Sample app intended to illustrate how Natural Language Processing (NLP), specifically Named Entity Recognition ( NER) can be used to improve the accuracy of Elasticsearch queries and the overall user experience. There are two key benefits to using NLP alongside Elasticsearch (or any other full text search engine):
Given the query 'black jacket costing less than $200', we can infer the color and max price, and apply these search filters for the user. This concept can be extended to other fields (e.g. brand) and also support conjugations e.g. 'black or dark green barbour jacket'
Imagine you work for an outdoor clothing and equipment store. You're building a catalog search feature. Given the query 'packable jacket', how should the database choose between a 'packable mosquito net' and a 'lightweight jacket'. Both products partially match. TF-IDF will most likely select the mosquito net as there will be fewer instances of 'packable' than 'jacket' in the corpus. However when looking at the query it's clear that the lightweight jacket would be the better match.
We typically solve this problem by boosting certain document fields e.g. by attaching more weight to the title or product type fields than the description. This sort of works, but the logic is wrong. We're essentially telling the shopper "based on what we sell, this is what we think is important to you".
Humans understand that given the query 'packable jacket', the shopper wants a jacket first and foremost. That's because we understand that 'jacket' is a product type and 'packable' is an attribute of the product. Natural Language Processing (NLP) allows us to apply this same reasoning programmatically. In simple terms we can perform an elasticsearch bool query in which we must have a match for 'jacket' and should have a match for 'packable'.
Firstly, and most importantly this is not a production implementation. The NLP model used for this example is really basic. For production use we'd build something far more robust, trained with historic search data. We'd also employ Part of Speech Tagging along with Dependency Parsing to get a better understanding of the sentences and fragments of text.
Secondly, the elasticsearch code is very basic. For production use we'd want to use custom tokenizers, analysers & synonyms. Of course, we'd have many more fields and lots more documents.
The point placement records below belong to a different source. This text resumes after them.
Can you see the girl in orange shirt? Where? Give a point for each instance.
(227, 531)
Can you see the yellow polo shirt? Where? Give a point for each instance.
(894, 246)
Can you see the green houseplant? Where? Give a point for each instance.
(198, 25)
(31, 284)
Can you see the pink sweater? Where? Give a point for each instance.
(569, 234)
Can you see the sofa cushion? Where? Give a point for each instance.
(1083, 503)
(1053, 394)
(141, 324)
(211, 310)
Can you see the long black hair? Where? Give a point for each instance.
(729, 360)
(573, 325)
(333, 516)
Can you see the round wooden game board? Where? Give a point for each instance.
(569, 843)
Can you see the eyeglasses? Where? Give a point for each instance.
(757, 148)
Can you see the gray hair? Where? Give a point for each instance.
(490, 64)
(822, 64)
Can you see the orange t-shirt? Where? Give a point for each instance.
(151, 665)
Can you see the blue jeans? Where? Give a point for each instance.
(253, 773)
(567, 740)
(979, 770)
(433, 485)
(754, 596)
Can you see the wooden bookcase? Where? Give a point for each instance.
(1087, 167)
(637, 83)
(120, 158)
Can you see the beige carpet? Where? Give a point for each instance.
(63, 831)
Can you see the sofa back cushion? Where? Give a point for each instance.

Finally, there's no error handling!.
So please treat this in the spirit in which it was created - a proof of concept!
- Setup your environment
- Fire up an elasticsearch instance
- Create the index and mapping
- Import some test data
- Fire up a simple webserver to handle search queries
- Cleanup
The python code needs a 3.9.7+ environment. I recommend running this in a virtualenv using either venv or pyenv/virtualenv
$ pyenv install 3.9.7
$ pyenv virtualenv 3.9.7 nlp-search-poc
$ pyenv local nlp-search-poc
$ pip install -U pip
$ pip install -r requirements.txt
I've provided a docker-compose.yml file, so you can fire up a simple elasticsearch instance
$ docker-compose up -d elasticsearch-7
Python dependencies and paths can be tricky, so I provided a simple utility to check everything is working as expected. Note: elasticsearch can take a few seconds to come online.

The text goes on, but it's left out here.